Lecture 4 Test Development 2: Item Analysis & Score Meaning (Catherine) Flashcards
To Provide a Summary of Lecture 4: Item Analysis & Score Meaning for the purposes of revision
What are the stages of Test Development?
- Test Conceptualisation
- Test Construction
- Test Try Out
- Item Analysis
- Test Revision
- Repeat stages 4 & 5 as required
What constitutes a ‘Good’ Item?
A Good Item has: *Content Validity *Criterion-Related Validity *Test-Retest Reliability *Internal Consistency & Reliability (just like a good test) It also needs to *differentiate between test-takers & have *good discrimination (high scorers score well, low scorers score poorly on the item)
What constitutes a ‘Bad’ Item?
A Bad item lacks differentiation between test-takers & has poor discrimination (low scorers score well, high scorers score poorly on the item) The item requires revision or deletion It also has poor: *Content Validity *Criterion-Related Validity *Test-Retest Reliability *Internal Consistency & Reliability (just like a good test)
How are good items identified?
*Good items are identified through the process of item analysis which involves the analysis of individual items & overall test-scores
Why is item analysis important?
It allows a test developer to identify items that do not perform well, which can be revised or discarded, thus improving the reliability & validity of the test
*The test also needs to be brief to prevent test fatigue, thus it is important to have only the best items
How does item analysis identify good items?
Item analysis is typically quantitative although qualitative approaches are also possible such as expert panels & “think aloud” exercises
What determines the type of item analysis implemented by the test developer?
- The analysis will be dependent on the test developers objectives i.e. the purpose of the test
- Some Test Developers what to create ‘clusters’ or item scales which hang together leading to emphasis on internal consistency & construct validity as the cluster is measuring the same phenomena
- Some test developers may want to create a test that predicts some criterion (e.g job performance) & may not be so concerned with how well clusters of items hang together (emphasising criterion-related validity)
What are the analytic tools that Test Developers use to analyse and select items, & which are the most important?
- Item-difficulty index
- item-discrimination index
- item-validity index
- Item-reliability index
Item Characteristics of particular interest are item-difficulty & item-discrimination
What are the key ways of calculating the Item-difficulty index
- The proportion of test-takers who answered the answer correctly (p)
- p can range from 0 (no-one answers correctly) to 1 (everyone answered correctly)
- Each item on a test has a corresponding p value (item 1 = p1; item 2 = p2)
- This statistic is also referred to as the ‘item endorsement index” in non-achievement tests (e.g. personality tests)

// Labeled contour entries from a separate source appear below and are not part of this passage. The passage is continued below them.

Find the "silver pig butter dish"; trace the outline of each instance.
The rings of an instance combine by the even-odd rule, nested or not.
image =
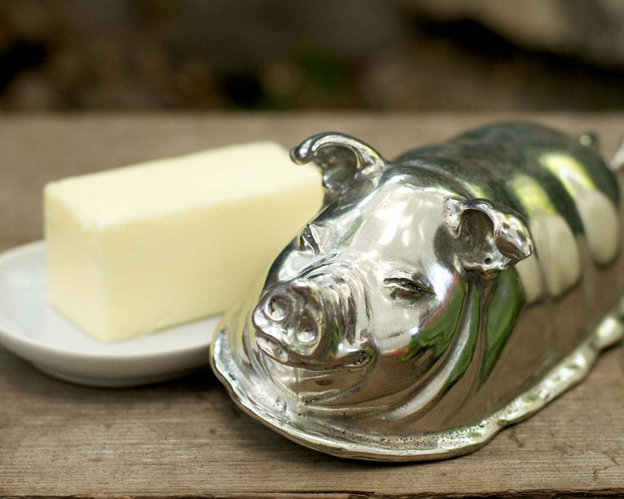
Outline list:
[[[322,207],[224,317],[213,369],[247,413],[318,451],[479,448],[623,336],[623,155],[608,166],[590,135],[521,123],[393,161],[311,137],[292,156],[322,170]]]

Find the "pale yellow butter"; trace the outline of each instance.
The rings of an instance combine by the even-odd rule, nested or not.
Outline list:
[[[320,207],[318,173],[272,143],[53,182],[48,294],[111,341],[222,312]]]

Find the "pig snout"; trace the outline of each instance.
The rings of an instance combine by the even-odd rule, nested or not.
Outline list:
[[[344,352],[350,293],[346,284],[300,277],[270,289],[252,314],[260,349],[279,362],[310,369],[352,364]],[[356,362],[357,364],[357,362]]]

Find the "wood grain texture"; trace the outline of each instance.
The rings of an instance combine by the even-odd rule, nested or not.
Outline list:
[[[41,237],[51,180],[235,142],[287,146],[324,130],[392,158],[494,115],[143,115],[0,118],[0,251]],[[513,116],[517,118],[518,116]],[[624,115],[523,115],[598,133],[610,156]],[[295,167],[293,167],[295,168]],[[606,497],[624,495],[624,360],[470,456],[425,463],[341,460],[243,415],[208,369],[101,389],[51,379],[0,348],[0,496]]]

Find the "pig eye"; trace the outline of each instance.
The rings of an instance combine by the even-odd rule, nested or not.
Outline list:
[[[297,240],[297,247],[302,251],[310,252],[314,254],[319,254],[319,245],[317,243],[314,234],[312,234],[310,225],[306,225],[303,230],[301,231],[301,234],[299,235]]]
[[[406,299],[420,298],[424,294],[433,294],[433,291],[419,282],[406,277],[388,277],[384,284],[391,289],[392,296],[399,296]]]

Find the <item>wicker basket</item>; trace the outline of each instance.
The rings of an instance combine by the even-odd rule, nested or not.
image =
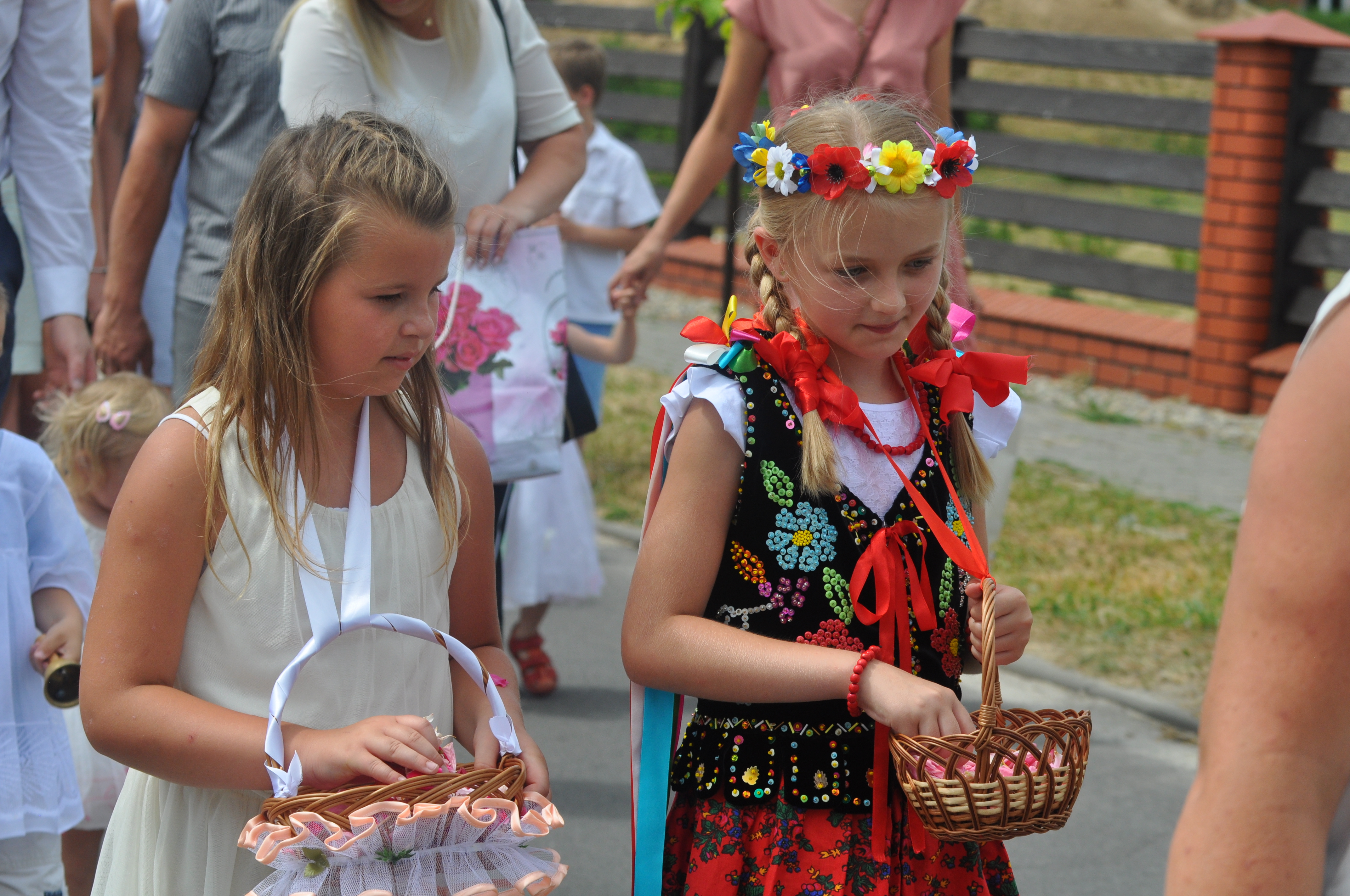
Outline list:
[[[502,757],[501,768],[418,775],[393,784],[344,784],[331,791],[301,787],[296,796],[270,796],[262,802],[262,818],[273,824],[290,824],[293,812],[313,812],[344,831],[351,830],[354,811],[375,803],[446,803],[466,787],[474,788],[466,800],[508,799],[524,811],[525,764],[516,756]]]
[[[994,606],[992,591],[986,579],[986,607]],[[1064,827],[1087,772],[1091,714],[1002,708],[994,638],[987,613],[973,734],[891,734],[905,797],[940,841],[1006,841]]]

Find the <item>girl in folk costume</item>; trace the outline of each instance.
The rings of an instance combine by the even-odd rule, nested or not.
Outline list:
[[[624,619],[633,681],[699,698],[662,891],[1017,893],[1002,843],[926,835],[887,749],[975,729],[959,681],[986,613],[1000,664],[1030,637],[1026,598],[983,606],[967,573],[1027,370],[952,349],[944,254],[975,140],[865,94],[741,140],[760,312],[684,329],[707,344],[662,399]],[[660,746],[634,725],[645,780]]]
[[[427,352],[454,215],[421,142],[373,113],[263,154],[192,398],[146,441],[108,525],[81,708],[94,749],[132,771],[94,893],[248,893],[270,869],[240,830],[271,779],[294,793],[432,772],[428,711],[497,765],[489,700],[447,675],[444,648],[348,625],[278,710],[286,771],[265,768],[273,683],[362,614],[471,648],[502,684],[528,789],[548,792],[501,649],[487,461]]]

Give a few quick examples to emphasis how simple it is to calculate the item-difficulty index
- if an item is answered corrected by 50 out of 100 (50% of) people p = 0.5
- if an item is answered corrected by 75 out of 100 (75% of) people p = 0.75
- if an item is answered corrected by 95 out of 100 (95% of) people p = 0.95
Thus Item 1 is harder than item 2, and item 2 is harder than item 3
What is the ‘Ideal’ level of item difficulty for a test as a whole and how is it calculated?
- The optimal average item difficulty is 0.5 with individual items ranging from 0.3 to 0.8
(0. 3 = somewhat difficult to 0.8 = somewhat easy) - Items that no-one answers correctly (p = 0) or everyone answers correctly (p = 1) do not discriminate between test-takers
- The Index of item difficulty for a test as a whole is calculated as the average of all the p-values for the test items
When calculating the ‘Ideal’ level of item difficulty for a test as a whole what also needs to be taken into account when analysing items that use the selected-response format?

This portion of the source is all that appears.